Profesor Riset Astronomi-Astrofisika, BRIN

Anggota Tim Hisab-Rukyat Kementerian Agama

Garis tanggal menurut kriteria Turki (dari Program FALAK NU)
Garis tanggal menurut kriteria MABIMS (dari Program FALAK NU)

Prof. Syamsul Anwar memberikan sosialisasi tentang KHGT (Kalender Hijriyah Global Tunggal) salah satunya di situs ini. Supaya terlihat canggih, digunakan ilustrasi 100 tahun ke depan, idul fitri pada 1548 H/2124 M. Untuk lebih memberikan gambaran yang nyata, saya berikan gambaran visual grafis dari program FALAK NU (dikembangkan oleh Dr. Khafid, dari LFNU).

Pada gambar atas ditunjukkan garis tanggal kriteria Turki (tinggi bulan minimal 5 derajat, elongasi geosentrik 8 derajat, gambar arsir hijau). Kriteria Turki terpenuhi pada 16 Maret 2124, maka menurut KHGT Idul Fitri 17 Maret 2124. Jelas tergambar KHGT tidak mempertimbangkan rukyat sama sekali.

Pada gambar bawah ditunjukkan garis tanggal kriteria MABIMS (tinggi bulan minimal 3 derajat, elongasi geosentrik 6,4 derajat, gambar arsir biru). Di wilayah Indonesia dan Asia Tenggara pada saat maghrib 16 Maret 2124 hilal tidak mungkin dapat dirukyat (akan dibuktikan nanti) karena posisi bulan masih terlalu rendah. Maka Ramadhan diistikmalkan menjadi 30 hari dan idul fitri pada 18 Maret 2124. Kriteria MABIMS jelas mempertimbangkan kepentingan pengamal rukyat, walau bisa dihisab dengan mudah.

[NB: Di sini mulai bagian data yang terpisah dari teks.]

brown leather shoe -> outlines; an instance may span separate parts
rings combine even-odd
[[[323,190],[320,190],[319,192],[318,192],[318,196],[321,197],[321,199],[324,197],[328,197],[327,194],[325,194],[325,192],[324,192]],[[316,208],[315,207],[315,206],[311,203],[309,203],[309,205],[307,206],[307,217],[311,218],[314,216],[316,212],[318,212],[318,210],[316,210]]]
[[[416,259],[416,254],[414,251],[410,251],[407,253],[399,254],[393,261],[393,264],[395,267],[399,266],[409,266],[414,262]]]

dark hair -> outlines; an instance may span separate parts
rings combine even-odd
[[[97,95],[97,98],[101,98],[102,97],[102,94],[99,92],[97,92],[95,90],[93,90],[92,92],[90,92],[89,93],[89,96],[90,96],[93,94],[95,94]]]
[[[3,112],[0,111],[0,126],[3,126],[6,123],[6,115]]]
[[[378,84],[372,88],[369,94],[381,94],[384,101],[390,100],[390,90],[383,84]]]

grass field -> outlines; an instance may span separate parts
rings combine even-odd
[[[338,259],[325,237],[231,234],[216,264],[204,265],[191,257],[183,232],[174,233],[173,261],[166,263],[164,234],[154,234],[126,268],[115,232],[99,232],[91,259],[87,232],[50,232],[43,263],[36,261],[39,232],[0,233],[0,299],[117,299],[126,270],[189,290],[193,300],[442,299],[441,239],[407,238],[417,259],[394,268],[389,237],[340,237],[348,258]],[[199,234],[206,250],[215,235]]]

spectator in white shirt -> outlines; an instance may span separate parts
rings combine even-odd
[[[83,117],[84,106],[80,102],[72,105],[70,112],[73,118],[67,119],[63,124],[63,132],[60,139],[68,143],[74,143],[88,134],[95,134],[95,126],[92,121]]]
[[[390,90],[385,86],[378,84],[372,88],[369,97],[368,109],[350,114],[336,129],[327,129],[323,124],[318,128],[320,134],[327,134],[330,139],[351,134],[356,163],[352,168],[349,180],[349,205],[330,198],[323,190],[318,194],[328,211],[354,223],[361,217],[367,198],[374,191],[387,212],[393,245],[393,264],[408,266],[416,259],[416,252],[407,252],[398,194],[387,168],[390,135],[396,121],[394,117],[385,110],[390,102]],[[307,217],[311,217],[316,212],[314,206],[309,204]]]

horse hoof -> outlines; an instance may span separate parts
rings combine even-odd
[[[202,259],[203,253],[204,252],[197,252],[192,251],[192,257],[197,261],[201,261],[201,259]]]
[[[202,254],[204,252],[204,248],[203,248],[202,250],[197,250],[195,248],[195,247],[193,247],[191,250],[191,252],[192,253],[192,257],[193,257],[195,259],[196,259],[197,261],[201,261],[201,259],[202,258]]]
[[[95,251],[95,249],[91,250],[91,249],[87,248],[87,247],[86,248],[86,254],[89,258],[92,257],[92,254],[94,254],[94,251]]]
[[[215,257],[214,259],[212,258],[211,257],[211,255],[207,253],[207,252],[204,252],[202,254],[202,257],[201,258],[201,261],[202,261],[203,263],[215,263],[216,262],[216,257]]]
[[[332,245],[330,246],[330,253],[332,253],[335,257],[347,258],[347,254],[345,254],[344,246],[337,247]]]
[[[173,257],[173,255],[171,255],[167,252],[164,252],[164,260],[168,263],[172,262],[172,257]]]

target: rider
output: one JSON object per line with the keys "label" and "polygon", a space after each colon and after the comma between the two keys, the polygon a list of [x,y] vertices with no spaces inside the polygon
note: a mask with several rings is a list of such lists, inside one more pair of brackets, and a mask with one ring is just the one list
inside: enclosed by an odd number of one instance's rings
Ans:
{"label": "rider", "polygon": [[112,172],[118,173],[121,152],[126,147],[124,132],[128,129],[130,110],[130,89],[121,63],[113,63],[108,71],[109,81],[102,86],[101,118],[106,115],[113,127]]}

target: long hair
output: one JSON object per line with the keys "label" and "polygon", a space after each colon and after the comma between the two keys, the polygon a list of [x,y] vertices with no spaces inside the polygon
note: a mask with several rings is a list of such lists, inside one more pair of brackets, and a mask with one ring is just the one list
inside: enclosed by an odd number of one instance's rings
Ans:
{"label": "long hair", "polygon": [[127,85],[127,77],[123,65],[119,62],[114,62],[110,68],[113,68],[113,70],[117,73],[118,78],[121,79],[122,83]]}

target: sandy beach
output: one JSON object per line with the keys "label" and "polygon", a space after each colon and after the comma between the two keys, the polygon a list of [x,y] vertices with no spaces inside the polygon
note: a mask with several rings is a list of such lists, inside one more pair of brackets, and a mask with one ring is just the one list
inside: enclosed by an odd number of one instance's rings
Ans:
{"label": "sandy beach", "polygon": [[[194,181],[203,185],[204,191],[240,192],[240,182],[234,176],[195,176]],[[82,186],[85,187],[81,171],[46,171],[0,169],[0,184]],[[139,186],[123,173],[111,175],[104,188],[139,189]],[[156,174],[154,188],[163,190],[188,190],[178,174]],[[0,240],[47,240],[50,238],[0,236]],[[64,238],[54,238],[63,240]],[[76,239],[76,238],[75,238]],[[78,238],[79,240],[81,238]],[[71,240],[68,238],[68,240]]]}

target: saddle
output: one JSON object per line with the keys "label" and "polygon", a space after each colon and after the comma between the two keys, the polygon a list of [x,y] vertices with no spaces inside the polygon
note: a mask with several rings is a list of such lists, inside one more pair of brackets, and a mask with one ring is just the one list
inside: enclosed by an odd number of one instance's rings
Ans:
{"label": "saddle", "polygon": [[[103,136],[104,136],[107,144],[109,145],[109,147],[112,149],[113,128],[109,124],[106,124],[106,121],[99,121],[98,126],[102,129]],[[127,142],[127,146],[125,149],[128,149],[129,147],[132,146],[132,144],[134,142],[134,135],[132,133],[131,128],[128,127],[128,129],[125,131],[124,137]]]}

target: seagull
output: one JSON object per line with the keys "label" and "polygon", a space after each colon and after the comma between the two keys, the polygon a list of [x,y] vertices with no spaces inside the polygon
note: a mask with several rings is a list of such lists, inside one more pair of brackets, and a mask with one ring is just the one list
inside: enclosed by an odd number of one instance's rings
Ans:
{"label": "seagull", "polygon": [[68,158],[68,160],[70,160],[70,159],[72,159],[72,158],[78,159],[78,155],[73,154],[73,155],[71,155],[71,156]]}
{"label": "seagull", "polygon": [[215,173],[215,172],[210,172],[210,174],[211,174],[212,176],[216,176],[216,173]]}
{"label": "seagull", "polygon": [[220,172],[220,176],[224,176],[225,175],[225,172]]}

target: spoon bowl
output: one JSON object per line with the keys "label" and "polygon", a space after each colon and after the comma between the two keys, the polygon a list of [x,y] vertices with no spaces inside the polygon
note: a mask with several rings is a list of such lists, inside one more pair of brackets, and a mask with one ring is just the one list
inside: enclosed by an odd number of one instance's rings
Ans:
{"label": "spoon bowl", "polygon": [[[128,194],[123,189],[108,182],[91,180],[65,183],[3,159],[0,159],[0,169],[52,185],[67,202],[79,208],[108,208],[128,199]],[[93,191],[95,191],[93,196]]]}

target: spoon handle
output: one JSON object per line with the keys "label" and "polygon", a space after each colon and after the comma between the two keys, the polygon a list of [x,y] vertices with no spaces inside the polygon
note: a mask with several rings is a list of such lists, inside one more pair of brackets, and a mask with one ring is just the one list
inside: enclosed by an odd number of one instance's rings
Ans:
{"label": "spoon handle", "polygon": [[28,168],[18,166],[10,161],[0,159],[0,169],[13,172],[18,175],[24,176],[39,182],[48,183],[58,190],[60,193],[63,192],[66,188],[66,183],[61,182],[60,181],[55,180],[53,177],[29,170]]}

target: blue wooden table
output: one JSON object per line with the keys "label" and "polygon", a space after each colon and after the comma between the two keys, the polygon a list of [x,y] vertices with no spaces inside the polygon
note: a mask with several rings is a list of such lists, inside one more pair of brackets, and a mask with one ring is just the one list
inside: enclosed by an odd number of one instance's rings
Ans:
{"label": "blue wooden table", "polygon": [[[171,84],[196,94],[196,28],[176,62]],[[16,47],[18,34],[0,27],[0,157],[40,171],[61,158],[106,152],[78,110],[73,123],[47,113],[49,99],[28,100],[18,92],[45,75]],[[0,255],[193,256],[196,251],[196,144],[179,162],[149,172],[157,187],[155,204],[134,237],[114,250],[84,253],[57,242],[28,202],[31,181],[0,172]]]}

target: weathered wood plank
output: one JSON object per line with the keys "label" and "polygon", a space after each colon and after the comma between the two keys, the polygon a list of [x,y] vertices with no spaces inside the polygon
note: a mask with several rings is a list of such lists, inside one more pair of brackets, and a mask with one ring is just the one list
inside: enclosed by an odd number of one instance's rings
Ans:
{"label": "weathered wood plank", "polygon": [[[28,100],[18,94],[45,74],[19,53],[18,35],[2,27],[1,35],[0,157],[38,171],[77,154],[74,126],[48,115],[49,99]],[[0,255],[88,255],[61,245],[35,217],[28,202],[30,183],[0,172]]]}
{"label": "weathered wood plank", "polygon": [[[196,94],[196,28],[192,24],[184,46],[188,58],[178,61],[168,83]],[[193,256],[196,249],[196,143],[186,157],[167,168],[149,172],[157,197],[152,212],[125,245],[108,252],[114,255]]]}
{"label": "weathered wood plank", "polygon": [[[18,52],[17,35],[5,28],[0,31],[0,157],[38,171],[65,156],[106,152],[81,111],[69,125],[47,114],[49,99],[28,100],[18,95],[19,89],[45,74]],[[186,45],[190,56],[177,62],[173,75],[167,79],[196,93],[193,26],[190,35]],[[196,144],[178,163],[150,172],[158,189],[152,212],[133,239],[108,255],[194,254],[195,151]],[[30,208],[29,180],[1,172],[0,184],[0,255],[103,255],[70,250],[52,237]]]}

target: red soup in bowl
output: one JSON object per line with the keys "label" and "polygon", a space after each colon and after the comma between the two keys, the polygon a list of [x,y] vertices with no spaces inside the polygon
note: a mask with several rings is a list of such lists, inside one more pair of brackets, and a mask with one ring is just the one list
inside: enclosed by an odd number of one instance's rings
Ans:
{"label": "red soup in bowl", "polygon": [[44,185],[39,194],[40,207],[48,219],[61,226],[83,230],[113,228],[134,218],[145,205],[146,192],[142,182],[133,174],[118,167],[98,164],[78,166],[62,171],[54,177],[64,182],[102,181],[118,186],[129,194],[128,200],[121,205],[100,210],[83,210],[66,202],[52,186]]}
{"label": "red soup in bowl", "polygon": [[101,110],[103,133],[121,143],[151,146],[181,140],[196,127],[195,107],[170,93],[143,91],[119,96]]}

Berikut cuplikan pertimbangan pemilihan kriteria KHGT:

Pertimbangan alternatif 1 dan alternatif 2 dalam pertimbangan KHGT jelas mengabaikan keberadaan pengamal rukyat. Alternatif 1 atau penerapan kriteria MABIMS sesungguhnya bisa mempersatukan pengamal rukyat (biasanya diwakili oleh ormas NU) dan pengamal hisab (diwakili ormas Persis). Alasan titik temu pengamal rukyat dan pengamal hisab itulah yang menjadi pertimbangan Pemerintah pada 2022 menetapkan kriteria MABIMS sebagai rujukan Kalender Hijriyah Standar Indonesia.

Alternatif 2 (penerapan KHGT) mengabaikan pengamal rukyat. Asumsi “bersatu secara internal (dalam negeri)” tidak mungkin terjadi karena pengamal rukyat di Indonesia (dan banyak negara) akan menolak konsep KHGT. Dengan KHGT, wilayah yang tidak mungkin bisa merukyat (karena posisi bulan rendah atau di bawah ufuk) dipaksa untuk memulai bulan baru. Jelas itu tidak mungkin terjadi.

Konsep wilayatul hukmi (seperti diberlakukan di Indonesia ketika Indonesia timur belum bisa merukyat, tetapi Indonesia barat sudah) dapat diberlakukan bila ada otoritas tunggal. Kaidah fikih “Keputusan hakim/otoritas mengikat dan menyelesaikan perbedaan” menjadi dasar penerapan wilayatul hukmi. Konsep “Wilayatul Hukmi Global” belum bisa diterapkan kalau otoritas global untuk penetapan awal bulan hijriyah belum terbentuk.